Auch hier lohnt sich eine gedankliche Verbindung zum Tagwerk meines Neffen. 

Kommt das Auto ins Spiel, gerät die emotionale Welt sehr vieler Wohlstandsgermanen aus dem Gleichgewicht. Besonders tragisch sind Wortkombinationen wie Auto und Tempolimit, Diesel und Fahrverbot oder PKW und Feinstaub.

In Hamburg wurden in 2018 die Stresemannstraße und die Max-Brauer-Allee für Dieselfahrzeuge gesperrt und das bietet ein ganz wunderbar anschauliches Beispiel von Symbolpolitik, denn beide Straßen liegen ungefähr 8 Kilometer Luftlinie vom Hamburger Hafen entfernt. Angeblich produzieren ja die 15 größten Seeschiffe mehr Schwefeloxide als alle Autos der Welt.
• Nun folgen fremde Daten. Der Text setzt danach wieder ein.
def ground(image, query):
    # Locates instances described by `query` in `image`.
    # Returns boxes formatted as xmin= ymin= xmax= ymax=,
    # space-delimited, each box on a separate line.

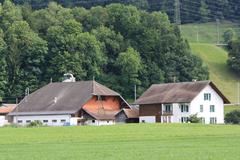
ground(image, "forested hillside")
xmin=0 ymin=0 xmax=208 ymax=101
xmin=4 ymin=0 xmax=240 ymax=23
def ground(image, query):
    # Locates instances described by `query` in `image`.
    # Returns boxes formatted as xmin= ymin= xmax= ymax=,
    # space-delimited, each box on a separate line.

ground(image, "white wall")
xmin=190 ymin=85 xmax=224 ymax=124
xmin=139 ymin=116 xmax=156 ymax=123
xmin=0 ymin=116 xmax=8 ymax=127
xmin=13 ymin=115 xmax=71 ymax=126
xmin=84 ymin=120 xmax=115 ymax=126
xmin=172 ymin=103 xmax=191 ymax=123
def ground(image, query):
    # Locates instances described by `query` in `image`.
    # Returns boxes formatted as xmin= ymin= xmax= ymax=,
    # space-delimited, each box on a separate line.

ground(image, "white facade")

Kein Problem, denn wenn es zu verzwickt wird, steigen im Ernstfall 112 Lungenärzte aus der Versenkung empor und liefern pseudowissenschaftlichen Balsam für die geschundene germanische Autofahrerseele.

Auch der Pneumologe ist nur ein Mensch und braucht Aufmerksamkeit. Jeder Dschungelcamp-Promi hat wahrscheinlich mehr Follower auf Instagram als alle Lungenärzte Deutschlands zusammengenommen.

Wenn wir also unseren Kindern und Enkelkindern weiterhin „WIRKEN STATT BEWIRKEN“ vorleben, wird sich auch in Zukunft nichts Wirkungsvolles zum Erhalt unseres wunderbaren Planeten tun. So wird wohl Steven Hawking recht behalten, indem er prophezeite, dass der Menschheit nur noch 100 Jahre bleiben, um eine unbewohnbare Erde zu verlassen.

Wer also das Schwänzen des Unterrichts so clever verkauft, dem gönne ich jeden freien Tag, hoffe aber, dass wenigstens die Spur eines schlechten Gewissens bleibt, denn das wäre ein Zeichen für einen Rest verbliebenen Realitätssinns!